Située sur la route de pèlerinage de Paris au Mont Saint Michel, au bord de la Varenne, l'église Notre Dame sur l'Eau de Domfront date du début du XIIe siècle. Le troisième fils de Guillaume le Conquérant, Henri Beauclerc, est à l'origine de sa construction. Elle dépendait de l'abbaye bénédictine de Lonlay. Elle est consacrée en 1156 en présence d'une noble assistance : l'archevêque de Rouen Hugues III d'Amiens, Thomas Becket et Henri II Plantagenêt. Cinq ans plus tard, la fille de ce dernier, grand mère du futur Saint Louis y est peut-être baptisée.

Saccagée pendant la guerre de Cent Ans puis les Guerres de religion, l'église souffre également de la Révolution française qui la convertit en entrepôt.

En 1836, quatre travées de la nef ainsi que les bas-côtés sont démolis en dépit de l'intervention de Prosper Mérimée par les ingénieurs des Ponts et Chaussées qui refusent de modifier le tracé de leur route. Malgré cette mutilation, l'église est classée monument historique quatre ans plus tard.

Au XXe siècle, elle souffre des bombardements alliés sur la Normandie en juin 1944. Les nombreuses restaurations qui ont eu lieu à la suite de la guerre ont permis de lui rendre tout son intérêt.

Visite extérieure

La façade a été reconstruite après l'amputation de la nef. On y a intégré le portail d'origine de l'ancienne façade.

Vue depuis le sud, le moignon de nef est à peine plus saillant que les bras du transept. On voit encore les arcades aujourd'hui pleines qui permettaient de communiquer avec les bas-côtés.

La croisée est dominée par un clocher à base carrée dont les faces sont percées deux groupes de baies géminées.

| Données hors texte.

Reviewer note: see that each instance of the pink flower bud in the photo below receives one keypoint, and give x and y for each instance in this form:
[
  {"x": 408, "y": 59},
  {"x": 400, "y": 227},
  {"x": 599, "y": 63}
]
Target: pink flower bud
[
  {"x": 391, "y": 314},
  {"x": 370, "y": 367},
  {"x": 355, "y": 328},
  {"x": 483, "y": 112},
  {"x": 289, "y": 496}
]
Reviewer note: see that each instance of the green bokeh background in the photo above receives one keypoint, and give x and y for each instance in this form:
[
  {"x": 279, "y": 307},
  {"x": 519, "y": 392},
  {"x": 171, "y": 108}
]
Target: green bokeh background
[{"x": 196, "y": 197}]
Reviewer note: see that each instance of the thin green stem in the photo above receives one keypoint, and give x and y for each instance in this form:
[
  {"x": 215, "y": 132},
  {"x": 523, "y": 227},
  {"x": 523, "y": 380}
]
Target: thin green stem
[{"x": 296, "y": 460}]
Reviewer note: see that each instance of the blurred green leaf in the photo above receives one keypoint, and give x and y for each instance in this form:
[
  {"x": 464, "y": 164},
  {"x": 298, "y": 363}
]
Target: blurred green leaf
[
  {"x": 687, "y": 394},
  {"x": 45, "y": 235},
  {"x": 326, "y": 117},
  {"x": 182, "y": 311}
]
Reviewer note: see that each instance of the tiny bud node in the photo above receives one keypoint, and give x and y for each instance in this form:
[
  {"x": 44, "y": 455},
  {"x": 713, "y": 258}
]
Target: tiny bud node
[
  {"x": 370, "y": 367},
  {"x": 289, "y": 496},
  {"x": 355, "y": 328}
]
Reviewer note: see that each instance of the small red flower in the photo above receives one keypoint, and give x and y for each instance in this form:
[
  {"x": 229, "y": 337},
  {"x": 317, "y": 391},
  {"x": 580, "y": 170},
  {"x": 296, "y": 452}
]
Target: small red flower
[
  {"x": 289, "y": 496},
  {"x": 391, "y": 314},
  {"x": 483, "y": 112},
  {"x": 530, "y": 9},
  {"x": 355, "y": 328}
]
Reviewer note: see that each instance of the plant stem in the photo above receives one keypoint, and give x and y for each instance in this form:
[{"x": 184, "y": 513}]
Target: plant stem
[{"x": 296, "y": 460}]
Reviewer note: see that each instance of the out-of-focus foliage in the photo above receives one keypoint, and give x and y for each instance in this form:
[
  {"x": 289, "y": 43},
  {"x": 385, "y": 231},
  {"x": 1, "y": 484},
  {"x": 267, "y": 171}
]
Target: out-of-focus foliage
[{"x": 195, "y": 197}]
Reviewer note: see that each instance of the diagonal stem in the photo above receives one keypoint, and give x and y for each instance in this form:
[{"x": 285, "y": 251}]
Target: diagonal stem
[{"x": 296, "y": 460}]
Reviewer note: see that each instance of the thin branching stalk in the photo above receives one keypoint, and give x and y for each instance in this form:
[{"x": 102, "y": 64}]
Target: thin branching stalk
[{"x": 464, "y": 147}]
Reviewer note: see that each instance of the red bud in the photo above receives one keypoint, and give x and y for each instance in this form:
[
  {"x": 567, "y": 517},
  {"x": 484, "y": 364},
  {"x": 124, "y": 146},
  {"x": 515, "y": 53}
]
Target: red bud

Le chevet, flanqué d'absidioles, n'est orné que de pilastres.

Les archivoltes des baies qui percent le chevet sont décorés de motifs géométriques.

Visite intérieure

Plans de l'église avant et après les mutilations du XIXe siècle, tirés de Normandie romane (Zodiaque)

Ce qui reste de la nef comporte deux travées, voûtées d'un berceau en bois. On distingue le tracée des arcades qui ouvraient sur les bas côtés.

Les bras sont percés de deux étroites baies dans le mur du fond, ainsi que d'un oculus à l'est.
Ils possèdent chacun une absidiole.

On y trouve des fresques du XIIe siècle remaniées au XVe, représentant les apôtres.

Le chœur est composé d'une travée droite voûté d'arêtes.
Le cul-de-four est percé d'une seule baie cintrée.

L'ordonnancement de d'arcatures aveugles dans la travée droite et le cul de four est tout à fait remarquable.